Perhaps it appeals to his ego, perhaps to his sense of occasion; whichever, Chelsea have cause to be grateful. Drogba has played in three FA Cup finals and scored in them all. On an afternoon of near-misses, he provided the ruthlessness that others lacked. Even Frank Lampard, normally similarly single-minded, was culpable, dragging a late penalty wide. But, having struck seven times against Stoke and eight against Wigan in their three previous matches, Chelsea had the opportunity to ensure another rout.

"It was strange to hit the post [and bar] five times in one half," said Ancelotti. "That has never happened before in my career. It was also strange to concede a penalty. That was the key moment because if Portsmouth went 1-0 up it was more difficult for us. But Didier finished the season how he started it, scoring a lot of goals. He played with creativity all year and he has scored important goals."

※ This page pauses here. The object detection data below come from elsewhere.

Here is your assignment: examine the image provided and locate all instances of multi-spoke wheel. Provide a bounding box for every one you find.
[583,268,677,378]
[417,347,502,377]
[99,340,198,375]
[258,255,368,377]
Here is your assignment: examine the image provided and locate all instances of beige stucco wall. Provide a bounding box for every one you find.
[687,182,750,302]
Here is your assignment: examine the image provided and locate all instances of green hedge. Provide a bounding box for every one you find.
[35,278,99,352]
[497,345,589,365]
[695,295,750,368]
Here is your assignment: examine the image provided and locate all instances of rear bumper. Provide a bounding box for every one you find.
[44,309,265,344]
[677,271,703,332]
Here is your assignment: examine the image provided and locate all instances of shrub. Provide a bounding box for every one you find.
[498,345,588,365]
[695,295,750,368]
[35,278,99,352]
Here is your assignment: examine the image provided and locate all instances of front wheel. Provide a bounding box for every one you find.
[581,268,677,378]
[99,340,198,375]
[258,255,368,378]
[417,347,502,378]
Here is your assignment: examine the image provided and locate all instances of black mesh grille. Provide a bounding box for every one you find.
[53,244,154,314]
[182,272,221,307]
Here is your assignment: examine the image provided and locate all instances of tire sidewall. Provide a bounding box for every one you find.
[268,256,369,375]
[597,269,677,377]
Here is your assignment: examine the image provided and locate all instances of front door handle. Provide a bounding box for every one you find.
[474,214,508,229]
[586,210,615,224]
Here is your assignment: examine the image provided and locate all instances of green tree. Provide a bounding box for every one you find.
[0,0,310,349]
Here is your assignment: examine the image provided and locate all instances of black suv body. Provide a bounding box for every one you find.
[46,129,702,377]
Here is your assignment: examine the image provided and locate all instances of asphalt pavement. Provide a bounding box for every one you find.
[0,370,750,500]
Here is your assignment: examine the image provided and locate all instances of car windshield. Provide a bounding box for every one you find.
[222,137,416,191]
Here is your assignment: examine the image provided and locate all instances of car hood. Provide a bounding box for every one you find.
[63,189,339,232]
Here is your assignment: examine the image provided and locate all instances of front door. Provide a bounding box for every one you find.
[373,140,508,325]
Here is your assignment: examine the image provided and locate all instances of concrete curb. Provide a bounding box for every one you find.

It was as well he did. For 45 minutes Portsmouth preserved parity, seemingly without knowing how. Chelsea's efforts, hitting either post or bar, were first admirable, then embarrassing and, increasingly, exasperating. Yet it was an FA Cup final that began as the last one ended, with a demonstration of Lampard's prowess at shooting from distance. An effort, struck with dip from fully 30 yards, clipped the top of the post.

It was a commendable effort. Sadly for Salomon Kalou, his was rather more comical. He contrived to lift his shot on to the bar when Ashley Cole's cross had presented him with an open goal. Then Florent Malouda, who had instigated that move, proved the quality of his supply line again with a free-kick that John Terry headed on to the bar. The infamous five was completed by a different sort of double from Drogba: first a free-kick that, via David James's fingertips, went on to the bar and the goal-line and then away, plus a close-range poked shot.

"I think we deserved more," said Avram Grant, the Portsmouth manager. It was a questionable claim but, amid an exercise in superiority from the newly-crowned champions, the relegated side should have led. Following a surge forward from Steve Finnan, Aruna Dindane went down under Juliano Belletti's challenge. Boateng's penalty was tame, saved by a sprawling Cech with his legs. He joins a select band of goalkeepers, consisting of Dave Beasant and Mark Crossley, who have saved from 12 yards in FA Cup finals; Ashley Cole, meanwhile, became the first man to win six; yet, as ever, Drogba catapulted himself into the spotlight. It has been the story of Chelsea's season, and it has been their season.